I was glad to see candidates with this kind of message, like Amy Klobuchar and Pete Buttigieg, trending better in Iowa and New Hampshire. It showed that lots of Democrats are searching in this direction.

But there is one candidate on the Democratic side who not only has a track record of supporting all those issues but also has the resources to build a machine big enough to take on the Trump machine.

This candidate also has the toughness to take on Trump, because while Trump was pretending to be a CEO on the show “The Apprentice,” this candidate was actually building one of the most admired global companies as a real CEO.

This candidate is not cuddly, he is not always politically correct, and he will not always tell you what you want to hear — or try to outbid you on how many free services he’ll give away. He’s made mistakes, especially around stop-and-frisk policing in New York City, which disproportionately targeted black and brown men and for which he recently apologized.

His mistakes, though, have to be weighed against a record of courageously speaking out and devoting enormous personal resources to virtually every progressive cause — gun control, abortion rights, climate change, Planned Parenthood, education reform for predominantly minority schools, affordable housing, income inequality and tax reform. And he has vowed as president to focus on building black wealth, not just ending poverty.

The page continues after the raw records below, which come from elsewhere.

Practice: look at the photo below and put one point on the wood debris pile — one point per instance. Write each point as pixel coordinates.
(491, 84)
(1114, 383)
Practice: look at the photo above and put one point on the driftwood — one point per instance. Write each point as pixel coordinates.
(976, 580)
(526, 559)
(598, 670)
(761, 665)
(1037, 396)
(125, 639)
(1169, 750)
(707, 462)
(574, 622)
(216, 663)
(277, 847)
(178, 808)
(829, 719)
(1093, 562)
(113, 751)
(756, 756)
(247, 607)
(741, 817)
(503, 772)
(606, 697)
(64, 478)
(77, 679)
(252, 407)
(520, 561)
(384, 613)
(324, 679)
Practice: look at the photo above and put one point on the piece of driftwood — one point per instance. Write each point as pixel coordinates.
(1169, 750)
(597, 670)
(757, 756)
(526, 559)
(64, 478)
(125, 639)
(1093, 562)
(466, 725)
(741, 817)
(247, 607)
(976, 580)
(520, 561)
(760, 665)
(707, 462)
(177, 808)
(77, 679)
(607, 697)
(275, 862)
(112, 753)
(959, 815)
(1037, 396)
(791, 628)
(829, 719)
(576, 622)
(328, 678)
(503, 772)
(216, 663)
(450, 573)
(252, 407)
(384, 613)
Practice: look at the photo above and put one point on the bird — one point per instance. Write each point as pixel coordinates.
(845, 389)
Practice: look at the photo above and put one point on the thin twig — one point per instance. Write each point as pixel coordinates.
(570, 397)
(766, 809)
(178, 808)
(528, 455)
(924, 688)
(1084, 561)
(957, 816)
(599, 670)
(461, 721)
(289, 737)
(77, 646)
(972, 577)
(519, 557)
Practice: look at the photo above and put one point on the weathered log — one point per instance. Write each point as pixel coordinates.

And this candidate knows how to get stuff done — he can fight this fire at the scale of the fire. His team has for years used social networks to promote progressive issues to centrist and conservative audiences. He won’t cede the internet/Facebook/Twitter battlefield to Trump’s team, who are killers in that space.

And this candidate is now rising steadily in the polls. This candidate is Michael Bloomberg. This candidate has Trump very worried.

Yes, Sanders is also polling well against Trump, but the Trump machine has not begun to focus on him yet — it hasn’t begun bombing Facebook with ads about how Sanders honeymooned in the Soviet Union.

Sitting here today, Bloomberg — paired with a progressive vice-presidential candidate who can appeal to Sanders’ voters — has the best chance to carry the day.

In an age when political extremists go all the way, and moderates tend to just go away, Bloomberg has the right stuff — a moderate progressive with a heart of gold but the toughness of a rattlesnake — for what is going to be an incredibly big, brutal task: making Donald Trump a one-term president.

(Disclosure: Bloomberg Philanthropies has donated to Planet Word, the museum my wife is building in Washington, to promote reading and literacy.)

Thomas L. Friedman

Thomas L. Friedman is a three-time Pulitzer Prize winner and an Op-Ed columnist for The New York Times.